We present an efficient parallel derandomization method for randomized algorithms that rely on concentrations such as the Chernoff bound. This settles a classic problem in parallel derandomization, which dates back to the 1980s. Consider the \textit{set balancing} problem where $m$ sets of size at most $s$ are given in a ground set of size $n$, and we should partition the ground set into two parts such that each set is split evenly up to a small additive (discrepancy) bound. A random partition achieves a discrepancy of $O(\sqrt{s \log m})$ in each set, by Chernoff bound. We give a deterministic parallel algorithm that matches this bound, using near-linear work and polylogarithmic depth. The previous results were weaker in discrepancy and/or work bounds: Motwani, Naor, and Naor [FOCS'89] and Berger and Rompel [FOCS'89] achieve discrepancy $s^{\varepsilon} \cdot O(\sqrt{s \log m})$ with work $\tilde{O}(m+n+\sum_{i=1}^{m} |S_i|) \cdot m^{\Theta(1/\varepsilon)}$ and polylogarithmic depth; the discrepancy was optimized to $O(\sqrt{s \log m})$ in later work, e.g. by Harris [Algorithmica'19], but the work bound remained high at $\tilde{O}(m^4n^3)$. Ghaffari, Grunau, and Rozhon [FOCS'23] achieve discrepancy $s/poly(\log(nm)) + O(\sqrt{s \log m})$ with near-linear work and polylogarithmic-depth. Notice that this discrepancy is barely sublinear with respect to the trivial bound of $s$. Our method relies on a novel bootstrapping idea that uses crude partitioning algorithms as a subroutine. In particular, we solve the problem recursively, by using the crude partition in each iteration to split the variables into many smaller parts, and then we find a constraint for the variables in each part such that we reduce the overall number of variables in the problem. The scheme relies on an interesting application of the multiplicative weights update method to control the variance losses in each iteration.
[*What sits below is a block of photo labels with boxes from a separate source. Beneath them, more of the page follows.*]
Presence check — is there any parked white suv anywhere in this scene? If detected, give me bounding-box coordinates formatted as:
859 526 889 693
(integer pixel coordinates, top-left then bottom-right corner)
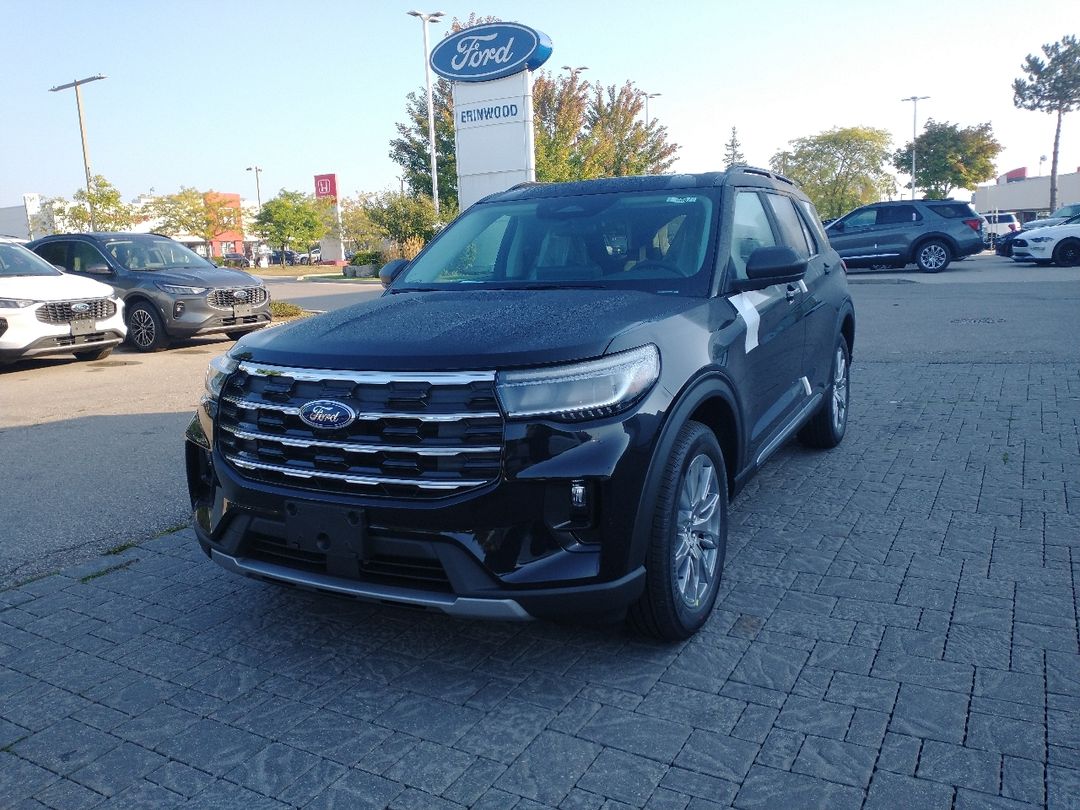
0 238 127 365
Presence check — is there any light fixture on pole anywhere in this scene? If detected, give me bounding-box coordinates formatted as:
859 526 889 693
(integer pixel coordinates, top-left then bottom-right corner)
49 73 105 231
645 93 663 130
247 166 262 211
407 11 443 217
900 96 930 200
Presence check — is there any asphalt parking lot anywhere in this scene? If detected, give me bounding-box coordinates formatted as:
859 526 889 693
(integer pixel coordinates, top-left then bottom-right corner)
0 257 1080 810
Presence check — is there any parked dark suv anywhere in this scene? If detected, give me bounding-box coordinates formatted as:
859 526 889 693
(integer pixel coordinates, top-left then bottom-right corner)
187 167 854 638
825 200 985 273
27 233 270 351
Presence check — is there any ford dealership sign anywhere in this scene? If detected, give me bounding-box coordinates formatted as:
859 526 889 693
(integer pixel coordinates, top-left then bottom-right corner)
431 23 551 82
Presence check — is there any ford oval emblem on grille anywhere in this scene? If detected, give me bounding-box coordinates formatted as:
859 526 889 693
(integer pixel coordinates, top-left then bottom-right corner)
300 400 356 429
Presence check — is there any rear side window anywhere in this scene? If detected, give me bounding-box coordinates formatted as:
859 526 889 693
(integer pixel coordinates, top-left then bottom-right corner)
878 205 922 225
927 203 978 219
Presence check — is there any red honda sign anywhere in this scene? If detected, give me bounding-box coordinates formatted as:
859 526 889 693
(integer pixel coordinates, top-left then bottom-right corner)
315 174 337 200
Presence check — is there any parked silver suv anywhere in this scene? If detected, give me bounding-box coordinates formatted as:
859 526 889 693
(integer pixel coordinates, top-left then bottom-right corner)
27 233 270 352
825 200 984 273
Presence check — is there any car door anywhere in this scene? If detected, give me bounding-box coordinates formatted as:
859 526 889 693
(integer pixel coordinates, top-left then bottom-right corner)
728 189 806 459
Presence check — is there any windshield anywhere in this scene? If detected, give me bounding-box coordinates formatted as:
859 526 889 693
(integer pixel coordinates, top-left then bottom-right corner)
105 237 214 270
0 242 63 278
393 189 717 296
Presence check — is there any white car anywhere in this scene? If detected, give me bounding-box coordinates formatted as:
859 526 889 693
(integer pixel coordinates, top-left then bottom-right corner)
1013 216 1080 267
0 239 127 365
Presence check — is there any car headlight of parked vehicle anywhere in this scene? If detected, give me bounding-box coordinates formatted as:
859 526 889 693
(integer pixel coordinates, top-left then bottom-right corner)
156 284 207 295
496 343 660 421
206 354 240 400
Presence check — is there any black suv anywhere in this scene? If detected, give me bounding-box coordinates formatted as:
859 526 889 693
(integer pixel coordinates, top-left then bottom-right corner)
27 233 270 352
825 200 985 273
186 167 854 638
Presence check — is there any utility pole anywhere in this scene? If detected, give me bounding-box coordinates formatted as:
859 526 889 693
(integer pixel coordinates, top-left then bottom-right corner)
49 73 106 231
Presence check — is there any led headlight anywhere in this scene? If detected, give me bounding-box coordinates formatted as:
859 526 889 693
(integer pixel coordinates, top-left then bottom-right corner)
496 343 660 420
206 354 240 400
156 284 206 295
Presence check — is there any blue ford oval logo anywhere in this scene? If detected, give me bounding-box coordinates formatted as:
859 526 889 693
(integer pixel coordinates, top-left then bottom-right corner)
431 23 551 82
300 400 356 428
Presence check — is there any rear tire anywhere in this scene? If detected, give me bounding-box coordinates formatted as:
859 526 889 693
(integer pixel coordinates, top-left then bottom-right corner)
75 346 112 361
799 335 851 450
915 239 953 273
1054 239 1080 267
626 421 728 642
127 301 168 352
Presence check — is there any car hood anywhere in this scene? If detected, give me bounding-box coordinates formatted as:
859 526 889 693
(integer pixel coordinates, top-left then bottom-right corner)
0 273 112 301
231 289 702 370
151 267 262 287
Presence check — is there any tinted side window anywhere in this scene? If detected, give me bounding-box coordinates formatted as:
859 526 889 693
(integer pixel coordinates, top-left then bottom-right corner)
35 242 70 269
731 191 777 279
878 205 922 225
768 193 810 259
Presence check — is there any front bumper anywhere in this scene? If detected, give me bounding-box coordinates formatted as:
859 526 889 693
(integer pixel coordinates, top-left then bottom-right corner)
187 388 658 619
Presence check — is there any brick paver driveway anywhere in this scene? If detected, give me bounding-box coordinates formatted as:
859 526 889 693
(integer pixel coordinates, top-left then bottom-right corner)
0 278 1080 810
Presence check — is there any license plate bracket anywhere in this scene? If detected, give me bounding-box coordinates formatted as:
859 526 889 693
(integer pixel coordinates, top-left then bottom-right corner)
285 500 367 558
70 318 97 337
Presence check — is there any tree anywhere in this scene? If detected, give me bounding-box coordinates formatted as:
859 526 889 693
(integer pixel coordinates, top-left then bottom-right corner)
148 187 241 255
892 119 1001 200
363 191 445 249
1013 35 1080 211
724 126 746 168
769 126 895 218
255 189 327 264
42 174 139 233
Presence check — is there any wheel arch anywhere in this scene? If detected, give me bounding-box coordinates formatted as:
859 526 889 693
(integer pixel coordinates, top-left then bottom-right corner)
629 372 745 566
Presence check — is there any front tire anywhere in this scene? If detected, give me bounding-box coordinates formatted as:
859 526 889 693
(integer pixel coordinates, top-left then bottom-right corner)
127 301 167 352
75 346 112 361
627 421 728 642
915 239 953 273
799 336 851 450
1054 239 1080 267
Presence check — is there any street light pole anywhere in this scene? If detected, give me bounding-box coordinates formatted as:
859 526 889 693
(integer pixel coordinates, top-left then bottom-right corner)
645 93 663 130
247 166 262 211
49 73 105 231
408 11 443 217
900 96 930 200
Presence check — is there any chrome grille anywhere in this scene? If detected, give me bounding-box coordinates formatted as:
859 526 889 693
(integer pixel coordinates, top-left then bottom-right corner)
206 287 269 309
216 363 503 498
37 298 117 323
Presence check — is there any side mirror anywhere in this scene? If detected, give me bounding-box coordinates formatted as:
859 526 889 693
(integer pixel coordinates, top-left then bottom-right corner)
732 245 807 293
379 259 408 289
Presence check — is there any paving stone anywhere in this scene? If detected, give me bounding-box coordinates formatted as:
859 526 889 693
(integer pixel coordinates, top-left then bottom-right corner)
496 731 602 805
734 765 863 810
578 706 691 762
578 748 667 807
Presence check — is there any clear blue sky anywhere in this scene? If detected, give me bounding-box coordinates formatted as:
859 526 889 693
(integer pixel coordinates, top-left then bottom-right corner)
0 0 1080 206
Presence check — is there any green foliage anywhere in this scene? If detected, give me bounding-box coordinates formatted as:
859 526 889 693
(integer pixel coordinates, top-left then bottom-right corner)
349 251 383 267
255 189 328 261
892 119 1001 200
365 191 435 246
44 174 139 233
724 126 746 168
1013 35 1080 211
769 126 895 218
147 187 241 246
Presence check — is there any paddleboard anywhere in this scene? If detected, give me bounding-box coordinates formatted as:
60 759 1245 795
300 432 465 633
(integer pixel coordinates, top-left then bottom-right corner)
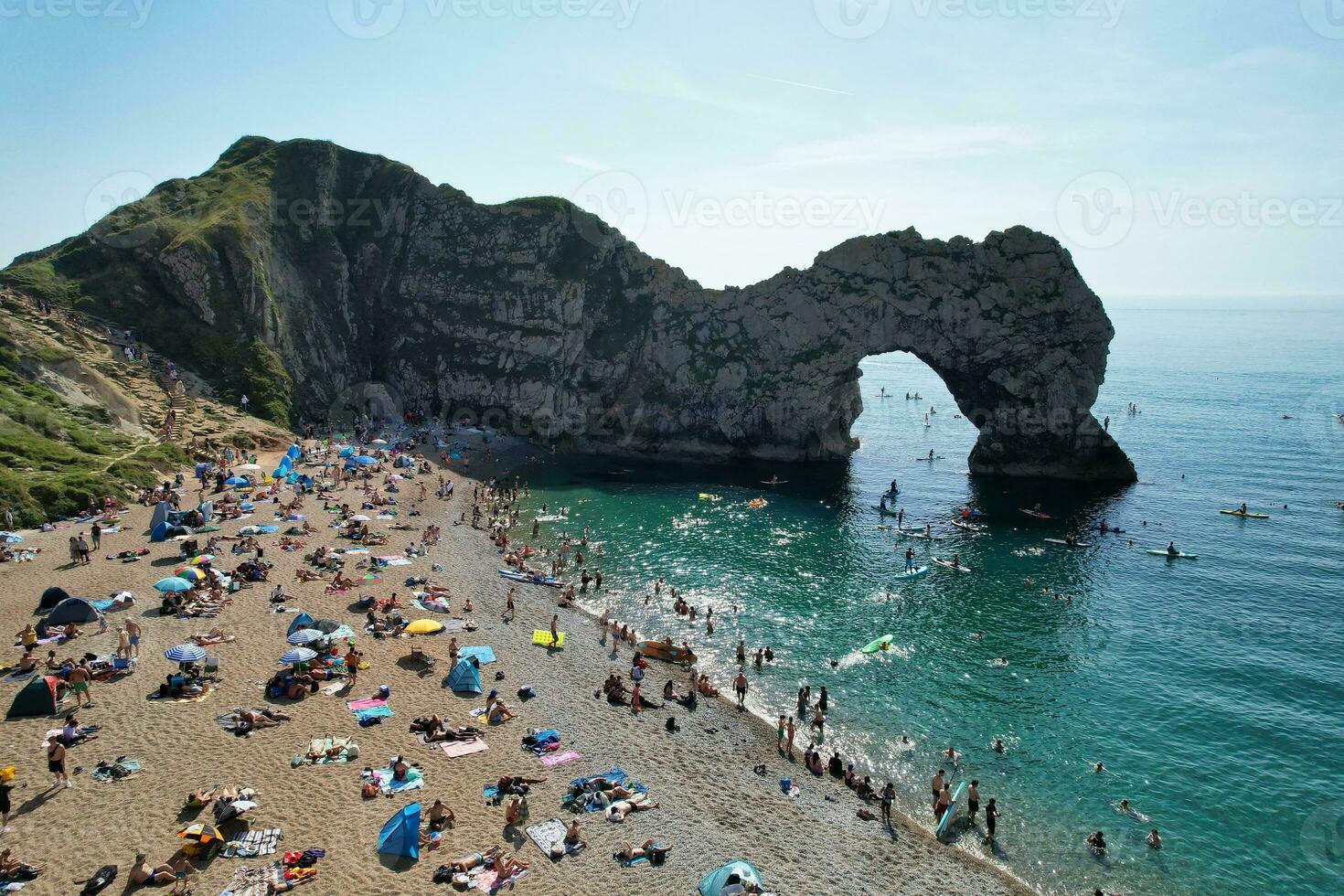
934 781 966 837
861 634 896 653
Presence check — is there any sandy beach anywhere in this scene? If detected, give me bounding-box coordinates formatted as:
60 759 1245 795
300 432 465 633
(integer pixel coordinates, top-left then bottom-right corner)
0 430 1024 896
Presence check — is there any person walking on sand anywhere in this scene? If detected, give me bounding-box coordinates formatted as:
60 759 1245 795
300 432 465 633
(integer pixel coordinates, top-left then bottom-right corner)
126 619 141 659
47 738 74 790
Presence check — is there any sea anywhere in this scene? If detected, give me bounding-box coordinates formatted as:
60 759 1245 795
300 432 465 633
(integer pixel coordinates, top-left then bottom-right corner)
507 298 1344 893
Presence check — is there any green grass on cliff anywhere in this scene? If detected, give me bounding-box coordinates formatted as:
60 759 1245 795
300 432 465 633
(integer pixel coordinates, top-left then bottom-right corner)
0 332 187 527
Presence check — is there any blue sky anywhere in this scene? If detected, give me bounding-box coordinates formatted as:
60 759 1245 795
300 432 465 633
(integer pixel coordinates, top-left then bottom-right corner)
0 0 1344 297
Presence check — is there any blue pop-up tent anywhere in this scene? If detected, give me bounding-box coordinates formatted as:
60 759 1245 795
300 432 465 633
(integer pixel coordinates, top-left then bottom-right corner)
378 802 420 861
443 656 481 693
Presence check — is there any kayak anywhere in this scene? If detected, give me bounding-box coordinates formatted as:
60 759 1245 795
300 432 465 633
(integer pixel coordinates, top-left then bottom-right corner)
934 781 966 837
498 570 564 589
863 634 896 653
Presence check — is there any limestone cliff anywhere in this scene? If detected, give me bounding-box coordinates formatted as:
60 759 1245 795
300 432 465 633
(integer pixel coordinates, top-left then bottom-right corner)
0 137 1135 481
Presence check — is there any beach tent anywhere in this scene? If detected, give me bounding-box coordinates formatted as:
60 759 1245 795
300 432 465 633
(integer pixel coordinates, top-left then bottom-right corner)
47 598 98 624
443 656 481 693
4 676 60 719
37 584 69 613
378 802 420 861
285 613 314 636
149 501 172 532
698 859 762 896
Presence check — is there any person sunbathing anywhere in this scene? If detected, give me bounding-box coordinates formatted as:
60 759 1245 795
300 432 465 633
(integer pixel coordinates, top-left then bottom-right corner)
0 849 47 881
606 794 658 822
126 853 186 887
449 844 504 874
615 839 672 864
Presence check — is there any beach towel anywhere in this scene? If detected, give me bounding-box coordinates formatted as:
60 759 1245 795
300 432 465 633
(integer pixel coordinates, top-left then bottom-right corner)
289 738 354 768
219 862 285 896
541 750 582 767
355 704 394 721
438 741 489 759
223 827 285 859
374 767 425 795
527 818 582 859
475 868 527 893
457 646 495 667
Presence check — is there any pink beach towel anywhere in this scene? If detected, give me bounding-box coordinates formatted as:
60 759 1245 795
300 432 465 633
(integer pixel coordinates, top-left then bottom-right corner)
541 750 582 765
440 741 491 759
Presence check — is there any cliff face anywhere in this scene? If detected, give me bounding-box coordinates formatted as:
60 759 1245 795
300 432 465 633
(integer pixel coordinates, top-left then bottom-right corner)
0 137 1135 481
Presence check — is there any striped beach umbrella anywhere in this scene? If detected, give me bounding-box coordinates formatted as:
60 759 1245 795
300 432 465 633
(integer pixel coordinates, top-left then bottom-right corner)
164 644 206 662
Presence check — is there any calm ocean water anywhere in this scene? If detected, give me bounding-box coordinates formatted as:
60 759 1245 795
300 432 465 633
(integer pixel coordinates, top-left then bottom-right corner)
516 300 1344 893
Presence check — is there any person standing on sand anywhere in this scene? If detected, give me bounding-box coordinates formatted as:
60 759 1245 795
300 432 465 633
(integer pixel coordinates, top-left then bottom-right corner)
126 619 143 659
732 672 747 709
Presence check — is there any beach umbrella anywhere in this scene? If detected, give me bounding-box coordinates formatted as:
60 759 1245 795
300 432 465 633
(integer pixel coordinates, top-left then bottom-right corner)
164 644 206 662
280 647 317 662
177 821 223 844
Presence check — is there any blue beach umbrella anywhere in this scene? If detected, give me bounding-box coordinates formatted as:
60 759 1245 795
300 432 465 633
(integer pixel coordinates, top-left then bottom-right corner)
164 644 206 662
280 647 317 662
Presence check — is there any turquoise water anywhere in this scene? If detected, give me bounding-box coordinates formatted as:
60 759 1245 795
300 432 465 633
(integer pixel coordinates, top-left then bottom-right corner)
513 300 1344 893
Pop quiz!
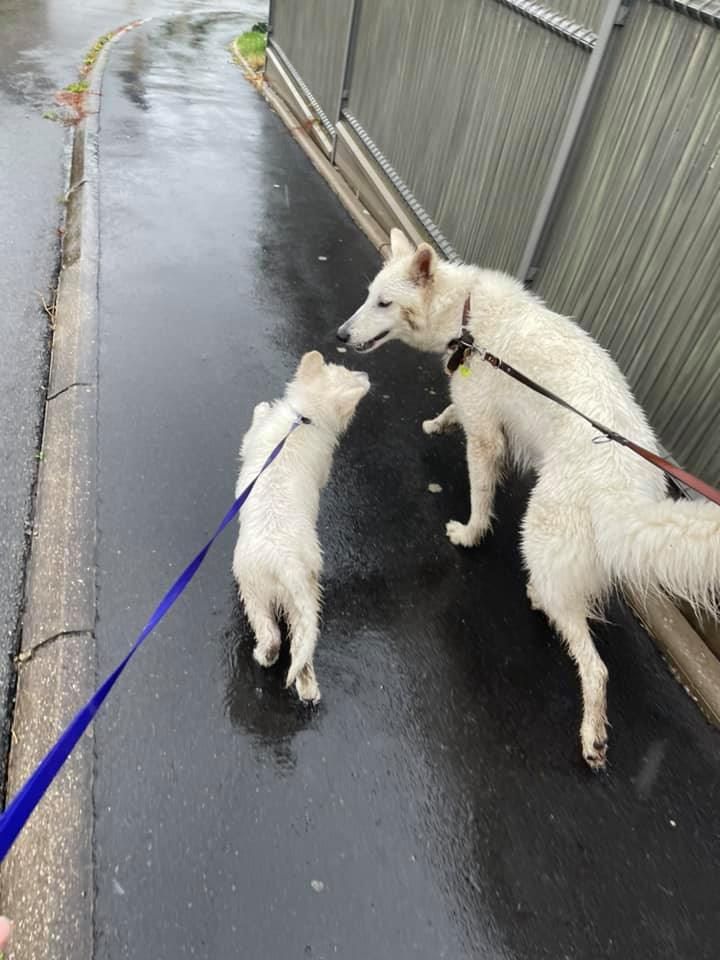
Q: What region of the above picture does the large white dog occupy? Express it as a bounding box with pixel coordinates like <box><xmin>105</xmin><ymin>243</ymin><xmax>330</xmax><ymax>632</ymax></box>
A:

翻译：我们针对依赖Chernoff界等集中性的随机算法，提出了一种高效的并行去随机化方法，解决了可追溯至20世纪80年代的经典并行去随机化问题。考虑集合平衡问题：在一个规模为$n$的基集上给定$m$个大小不超过$s$的集合，需将基集划分为两部分，使得每个集合的划分误差（差异）不超过一个小的可加界。根据Chernoff界，随机划分可在每个集合上实现$O(\sqrt{s \log m})$的差异。我们给出一种确定性并行算法，在近线性工作量和多对数深度下达到该界。先前的结果在差异和/或工作量界上较弱：Motwani、Naor和Naor [FOCS'89]以及Berger和Rompel [FOCS'89]以工作$\tilde{O}(m+n+\sum_{i=1}^{m} |S_i|) \cdot m^{\Theta(1/\varepsilon)}$和多对数深度达到差异$s^{\varepsilon} \cdot O(\sqrt{s \log m})$；后续研究（如Harris [Algorithmica'19]）将差异优化至$O(\sqrt{s \log m})$，但工作量界仍高达$\tilde{O}(m^4n^3)$。Ghaffari、Grunau和Rozhon [FOCS'23] 以近线性工作量和多对数深度达到差异$s/poly(\log(nm)) + O(\sqrt{s \log m})$。注意该差异仅略次于平凡界$s$。我们的方法依赖于一种新颖的自举思想，将粗糙划分算法作为子程序。具体而言，我们递归地解决问题：每次迭代中使用粗糙划分将变量拆分为多个更小的部分，然后为每个部分的变量寻找约束条件，从而减少问题中的总变量数。该方案依赖于乘性权重更新方法的有趣应用，以控制每次迭代中的方差损失。